S.J. Kwoun, R.M. Lec, R.A. Cairncross, P. Shah and C.J. Brinker
Drexel University, US

superhydrophobic, acoustic, TSM,

Superhydrophobic (SH) materials have already enabled many novel applications in biotechnology and further progress in fabrication of SH materials depends on the availability of precise measurement tools capable of interrogating SH features at the nano-scale level where SH properties originate. The multiresonance Thickness-Shear Mode (TSM) technique, due to its nano-scale level interrogation mechanisms, is a candidate and provides the base for novel SH measurement tools.

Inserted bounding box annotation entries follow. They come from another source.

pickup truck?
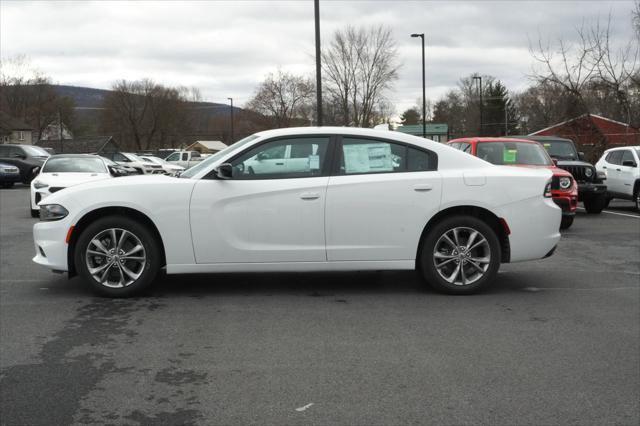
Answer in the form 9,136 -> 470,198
164,151 -> 204,169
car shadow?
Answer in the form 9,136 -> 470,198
41,271 -> 531,298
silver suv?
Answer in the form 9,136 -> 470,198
596,146 -> 640,211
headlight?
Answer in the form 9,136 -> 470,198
559,176 -> 571,189
40,204 -> 69,221
543,179 -> 551,198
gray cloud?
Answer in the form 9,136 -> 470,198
0,0 -> 633,112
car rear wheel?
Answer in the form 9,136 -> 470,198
560,216 -> 573,229
419,216 -> 500,294
75,216 -> 161,297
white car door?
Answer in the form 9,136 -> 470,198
325,137 -> 442,261
190,136 -> 331,264
602,150 -> 622,192
618,149 -> 638,196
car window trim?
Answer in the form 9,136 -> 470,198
331,133 -> 438,176
202,133 -> 337,181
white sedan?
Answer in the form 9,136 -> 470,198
30,154 -> 115,217
33,127 -> 561,297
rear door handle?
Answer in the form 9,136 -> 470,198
300,192 -> 320,200
413,183 -> 433,192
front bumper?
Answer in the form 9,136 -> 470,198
578,182 -> 607,201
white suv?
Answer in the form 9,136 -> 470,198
596,146 -> 640,211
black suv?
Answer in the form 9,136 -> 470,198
0,144 -> 49,183
518,136 -> 607,213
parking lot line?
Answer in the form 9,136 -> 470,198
578,207 -> 640,219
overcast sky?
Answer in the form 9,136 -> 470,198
0,0 -> 633,113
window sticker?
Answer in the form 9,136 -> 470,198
343,143 -> 393,173
309,154 -> 320,170
502,149 -> 518,163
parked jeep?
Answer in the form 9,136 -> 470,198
517,136 -> 607,214
0,144 -> 50,183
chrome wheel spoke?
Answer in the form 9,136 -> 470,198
432,226 -> 491,286
85,228 -> 147,288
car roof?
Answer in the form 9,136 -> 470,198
447,136 -> 537,143
516,135 -> 573,143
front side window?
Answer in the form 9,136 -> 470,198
231,136 -> 329,179
340,137 -> 436,175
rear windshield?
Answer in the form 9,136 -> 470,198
540,141 -> 578,160
476,142 -> 553,166
42,157 -> 107,173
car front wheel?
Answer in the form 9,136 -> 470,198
75,216 -> 161,297
419,216 -> 500,294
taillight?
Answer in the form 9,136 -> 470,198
543,179 -> 551,198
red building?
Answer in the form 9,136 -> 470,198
530,114 -> 640,161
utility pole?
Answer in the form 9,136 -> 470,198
227,98 -> 233,145
58,109 -> 64,154
411,33 -> 427,138
473,75 -> 483,136
313,0 -> 322,126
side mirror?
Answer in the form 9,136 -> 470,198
216,163 -> 233,179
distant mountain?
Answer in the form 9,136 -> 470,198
53,85 -> 244,139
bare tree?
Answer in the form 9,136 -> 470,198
101,79 -> 189,150
322,26 -> 399,127
245,70 -> 315,128
0,56 -> 74,141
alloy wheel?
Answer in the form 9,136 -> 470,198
433,227 -> 491,286
85,228 -> 147,288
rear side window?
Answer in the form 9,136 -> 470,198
339,137 -> 437,175
605,151 -> 622,164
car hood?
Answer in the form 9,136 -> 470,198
41,175 -> 196,205
34,173 -> 111,188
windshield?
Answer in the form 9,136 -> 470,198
476,142 -> 553,166
22,145 -> 51,157
42,157 -> 107,173
180,135 -> 258,178
540,141 -> 578,160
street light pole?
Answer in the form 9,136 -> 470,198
411,33 -> 427,138
313,0 -> 322,126
473,75 -> 483,136
227,98 -> 233,143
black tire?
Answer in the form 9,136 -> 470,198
584,195 -> 605,214
418,216 -> 501,294
74,216 -> 162,297
560,216 -> 574,229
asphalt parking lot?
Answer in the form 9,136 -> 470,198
0,187 -> 640,425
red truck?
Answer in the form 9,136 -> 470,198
447,137 -> 578,229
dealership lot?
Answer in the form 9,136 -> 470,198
0,186 -> 640,425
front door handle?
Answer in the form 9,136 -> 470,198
413,183 -> 433,192
300,192 -> 320,200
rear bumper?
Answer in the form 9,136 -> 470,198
33,219 -> 71,271
578,182 -> 607,201
496,196 -> 562,262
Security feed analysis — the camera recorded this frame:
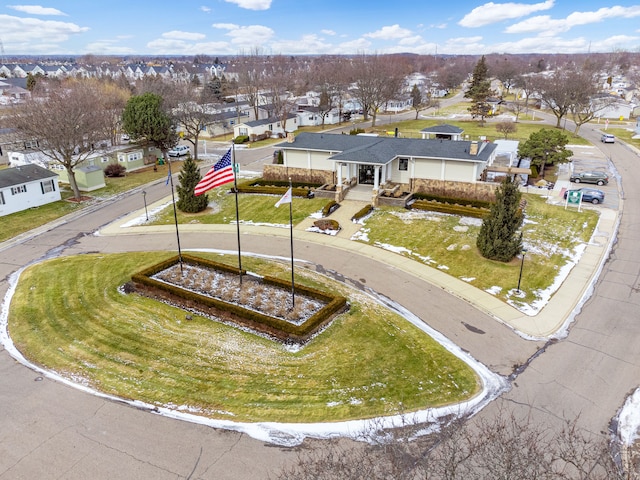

In this paper, the multiresonance TSM sensing technique was studied as a potential measurement tool for characterization of SH properties. Five samples of varying hydrophobicity were prepared by coating the sensors with SH films (TFPTMOS: trifluoropropyltrimethoxysilane) and subjecting the coating to various surface treatments, such as chemical surface treatment (by HMDS: hexamethyldisilizane) to increase the hydrophobicity, nano-scale geometrical treatment using silica nano particles, and UV lights surface treatment to decrease the hydrophobicity. After the samples were characterized with optical contact angle using sessile method and surface roughness by AFM, acoustic multi harmonic frequency responses of the samples were measured using TSM sensors. Although the macroscopic contact angles were similar (~ 150), the TSM responses varied in each sample and also showed different characteristics at each harmonics. Especially the SH sample with nano-particles and chemical HMDS treatments showed almost no frequency response when the sensor was subject to DI water. This shows that the sensor is capable of differentiating SH properties due to nano scale surface features.